Everyone at Mumbai expressed the excitement of connecting their struggles with those of others. Homa Kadeep, for example, helps coordinate campaigns defending the rights of forest people to land and natural resources across India. She said: “What is happening here is that we are connecting with people from Brazil, South Africa, Canada& We go home knowing we are not alone. We are also discovering how to be more effectively coordinated.”
This sense of opening possibilities was shared by young Zimbabwean activist Kelvin Hazangwi. “I”m organising against the privatisation of water,” Hazangwi said. “But I want to learn from a group that’s working on freeing the people of Tibet. I want to know the struggles they”re facing. But I also tell them how we are fighting the struggle against water privatisation. And my cause in Zimbabwe can also be part of a cause against water privatisation in Mali. These linkages can now be made. What I”m saying is that there should be coordinated linkages.”
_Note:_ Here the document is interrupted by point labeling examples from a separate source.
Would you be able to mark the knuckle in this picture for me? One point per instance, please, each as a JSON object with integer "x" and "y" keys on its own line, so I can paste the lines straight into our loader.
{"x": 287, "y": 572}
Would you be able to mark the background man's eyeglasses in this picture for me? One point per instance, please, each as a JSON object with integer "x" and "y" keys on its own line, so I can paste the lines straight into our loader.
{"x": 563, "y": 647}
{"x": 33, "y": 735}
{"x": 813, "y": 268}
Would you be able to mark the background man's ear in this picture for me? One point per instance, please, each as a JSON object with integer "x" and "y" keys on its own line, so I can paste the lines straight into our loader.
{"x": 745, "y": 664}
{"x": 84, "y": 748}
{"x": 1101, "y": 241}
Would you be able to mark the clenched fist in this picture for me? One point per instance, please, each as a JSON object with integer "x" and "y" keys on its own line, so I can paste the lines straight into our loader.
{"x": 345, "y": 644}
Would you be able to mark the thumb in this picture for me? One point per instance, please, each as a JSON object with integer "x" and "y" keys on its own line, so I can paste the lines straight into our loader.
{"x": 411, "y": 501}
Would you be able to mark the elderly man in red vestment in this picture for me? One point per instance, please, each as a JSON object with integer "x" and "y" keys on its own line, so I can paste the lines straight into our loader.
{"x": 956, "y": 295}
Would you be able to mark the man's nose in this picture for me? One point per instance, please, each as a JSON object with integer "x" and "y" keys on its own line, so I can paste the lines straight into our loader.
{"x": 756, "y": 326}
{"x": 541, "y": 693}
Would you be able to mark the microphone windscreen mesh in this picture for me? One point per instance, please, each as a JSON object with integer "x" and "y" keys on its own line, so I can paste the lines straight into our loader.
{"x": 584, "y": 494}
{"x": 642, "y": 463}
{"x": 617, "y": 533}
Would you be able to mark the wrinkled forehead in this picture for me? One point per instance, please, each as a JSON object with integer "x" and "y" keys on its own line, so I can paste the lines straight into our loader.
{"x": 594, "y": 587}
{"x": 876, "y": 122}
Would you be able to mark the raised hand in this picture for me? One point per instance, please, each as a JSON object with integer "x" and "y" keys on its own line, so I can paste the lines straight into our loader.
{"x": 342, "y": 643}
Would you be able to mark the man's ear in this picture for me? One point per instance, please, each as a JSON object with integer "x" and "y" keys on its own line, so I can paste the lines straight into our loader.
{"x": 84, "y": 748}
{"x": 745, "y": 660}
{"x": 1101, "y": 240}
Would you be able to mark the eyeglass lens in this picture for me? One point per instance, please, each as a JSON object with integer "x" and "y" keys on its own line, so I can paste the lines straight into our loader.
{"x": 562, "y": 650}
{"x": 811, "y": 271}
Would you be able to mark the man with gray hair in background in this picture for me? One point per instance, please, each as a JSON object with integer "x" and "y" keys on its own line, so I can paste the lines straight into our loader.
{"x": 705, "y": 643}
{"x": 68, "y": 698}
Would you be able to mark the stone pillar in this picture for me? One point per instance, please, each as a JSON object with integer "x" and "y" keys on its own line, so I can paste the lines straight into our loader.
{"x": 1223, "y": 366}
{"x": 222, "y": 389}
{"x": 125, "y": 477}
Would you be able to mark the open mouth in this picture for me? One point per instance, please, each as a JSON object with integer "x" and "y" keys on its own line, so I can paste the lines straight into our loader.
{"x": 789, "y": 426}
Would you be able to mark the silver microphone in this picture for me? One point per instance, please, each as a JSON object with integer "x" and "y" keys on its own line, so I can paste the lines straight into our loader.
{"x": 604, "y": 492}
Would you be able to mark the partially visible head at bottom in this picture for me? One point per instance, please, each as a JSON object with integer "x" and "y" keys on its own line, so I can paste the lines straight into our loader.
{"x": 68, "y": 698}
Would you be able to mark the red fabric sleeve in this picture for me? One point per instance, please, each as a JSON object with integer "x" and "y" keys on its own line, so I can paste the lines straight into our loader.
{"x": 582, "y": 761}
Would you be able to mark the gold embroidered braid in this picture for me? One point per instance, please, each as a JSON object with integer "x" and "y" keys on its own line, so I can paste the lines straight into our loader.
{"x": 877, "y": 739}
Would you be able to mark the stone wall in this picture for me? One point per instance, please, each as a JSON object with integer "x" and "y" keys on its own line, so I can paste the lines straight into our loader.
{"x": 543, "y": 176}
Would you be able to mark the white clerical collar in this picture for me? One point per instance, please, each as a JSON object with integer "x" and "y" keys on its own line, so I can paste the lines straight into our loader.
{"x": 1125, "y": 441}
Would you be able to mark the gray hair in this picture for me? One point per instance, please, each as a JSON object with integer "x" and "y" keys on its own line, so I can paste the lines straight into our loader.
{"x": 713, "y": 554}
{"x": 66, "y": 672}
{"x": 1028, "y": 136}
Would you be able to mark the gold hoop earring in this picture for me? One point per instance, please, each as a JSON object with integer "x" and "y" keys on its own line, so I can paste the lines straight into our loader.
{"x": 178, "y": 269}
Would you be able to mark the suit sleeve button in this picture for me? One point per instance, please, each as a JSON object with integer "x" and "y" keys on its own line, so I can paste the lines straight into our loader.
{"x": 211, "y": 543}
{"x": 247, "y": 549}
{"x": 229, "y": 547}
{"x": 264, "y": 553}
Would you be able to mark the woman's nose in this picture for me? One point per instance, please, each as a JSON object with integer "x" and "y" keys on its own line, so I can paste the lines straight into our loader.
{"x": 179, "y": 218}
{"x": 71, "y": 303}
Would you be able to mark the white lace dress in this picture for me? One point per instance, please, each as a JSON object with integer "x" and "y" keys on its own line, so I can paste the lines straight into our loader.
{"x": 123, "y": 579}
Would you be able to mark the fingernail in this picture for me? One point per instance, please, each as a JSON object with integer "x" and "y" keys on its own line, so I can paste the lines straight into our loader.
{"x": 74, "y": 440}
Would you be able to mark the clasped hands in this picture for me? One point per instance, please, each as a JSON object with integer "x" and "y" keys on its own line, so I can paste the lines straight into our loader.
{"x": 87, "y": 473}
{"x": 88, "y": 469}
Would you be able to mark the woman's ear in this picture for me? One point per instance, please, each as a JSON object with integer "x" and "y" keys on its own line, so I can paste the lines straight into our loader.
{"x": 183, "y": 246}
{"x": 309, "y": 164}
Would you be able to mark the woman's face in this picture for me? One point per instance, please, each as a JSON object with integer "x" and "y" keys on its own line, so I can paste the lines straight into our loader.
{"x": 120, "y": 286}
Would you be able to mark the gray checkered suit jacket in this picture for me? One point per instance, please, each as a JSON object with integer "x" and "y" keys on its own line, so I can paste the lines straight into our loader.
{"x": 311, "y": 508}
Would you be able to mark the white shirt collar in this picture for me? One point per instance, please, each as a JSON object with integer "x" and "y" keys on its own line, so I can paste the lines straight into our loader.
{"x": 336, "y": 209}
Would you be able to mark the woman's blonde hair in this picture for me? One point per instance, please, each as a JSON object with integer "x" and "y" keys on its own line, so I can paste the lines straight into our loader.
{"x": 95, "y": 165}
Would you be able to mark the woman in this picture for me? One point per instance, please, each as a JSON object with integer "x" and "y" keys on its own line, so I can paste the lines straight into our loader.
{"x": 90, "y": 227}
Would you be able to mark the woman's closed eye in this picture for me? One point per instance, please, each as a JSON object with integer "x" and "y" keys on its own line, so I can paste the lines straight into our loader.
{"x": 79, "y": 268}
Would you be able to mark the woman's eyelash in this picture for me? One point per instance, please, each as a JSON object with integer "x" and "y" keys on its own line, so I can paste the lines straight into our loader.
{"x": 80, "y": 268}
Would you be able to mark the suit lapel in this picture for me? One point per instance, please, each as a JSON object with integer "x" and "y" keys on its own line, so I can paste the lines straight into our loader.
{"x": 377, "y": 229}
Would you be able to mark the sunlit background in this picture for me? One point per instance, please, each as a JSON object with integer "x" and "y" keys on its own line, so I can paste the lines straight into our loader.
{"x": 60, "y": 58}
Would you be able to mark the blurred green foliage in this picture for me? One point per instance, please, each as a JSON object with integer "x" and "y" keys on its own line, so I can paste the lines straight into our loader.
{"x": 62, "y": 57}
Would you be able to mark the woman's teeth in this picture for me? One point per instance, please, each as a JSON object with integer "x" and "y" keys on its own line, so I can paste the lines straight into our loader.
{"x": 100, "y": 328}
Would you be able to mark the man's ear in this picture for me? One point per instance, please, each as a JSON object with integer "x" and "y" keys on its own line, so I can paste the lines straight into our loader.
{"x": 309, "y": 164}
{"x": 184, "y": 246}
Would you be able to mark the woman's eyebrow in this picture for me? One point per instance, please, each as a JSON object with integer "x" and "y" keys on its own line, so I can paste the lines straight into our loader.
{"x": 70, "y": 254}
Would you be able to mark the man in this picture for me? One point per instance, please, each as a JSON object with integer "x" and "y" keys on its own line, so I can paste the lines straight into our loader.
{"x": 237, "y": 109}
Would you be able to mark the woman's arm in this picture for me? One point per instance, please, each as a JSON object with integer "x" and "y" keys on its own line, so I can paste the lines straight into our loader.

Coordinating linkages that are horizontal rather than vertical, that function across popular movements rather than up from the masses to the party leadership, was the original vision of the social forum founders. Chico Whitaker, an activist intellectual from Brazil with a history of involvement with the Workers” Party and radical movements associated with the Catholic Church, was one of those who formulated that vision. A modest man, now in his 60s, Whitaker believes that the forum idea draws on the most important political discovery of recent times – “the power of open, free horizontal structures”. He told Red Pepper: “It is this idea that explains the success of the first three WSFs in Porto Alegre as well as of Seattle and the 15 February demonstrations [against the war in Iraq] and now Mumbai.”
The purpose of the WSF is to develop this “horizontal social articulation”, as the networking of the global justice and anti-war movements is clumsily described. This, Whitaker argued, required a “space to serve a common objective” of creating alternatives to neo-liberalism and war. That space would “function as a public square without leaders or pyramids of power. It is intended as -a factory of ideas- or an incubator from which new initiatives aiming at the construction of another world can emerge”.
In this way the social forums, whether internationally or locally, are experimenting (not always successfully, it must be said) with new ways of integrating the particular – ie, demands and campaigns on “single” issues – with the universal – the wider effort to bring about a radical transformation of the whole of society. Historically, this was exclusively the function of the political party.
So, this is what the social forum movement aspires to: it seeks to provide a purposeful space in which activists can create new alliances and extend their networks of resistance, and help them turn their organisations into the sources of alternative policies, stronger strategies and more convincing visions. And this is our task in hosting the next European Social Forum in London: we must develop the forum so that it is not only a celebration of diversity and international solidarity, but also an innovative collective intellect nourished by people’s daily resistance to the pressures of the global market. First, as the Indians managed to do in Mumbai, we have to break from the old closed ways that so irritated Gautam Mody. But, again like the Indians, the Italians, the Brazilians and the French, we also have to find a way of developing new ways of organising that build on what’s left of the foundations of democratic organisation and collective strength that the trade unions historically laid.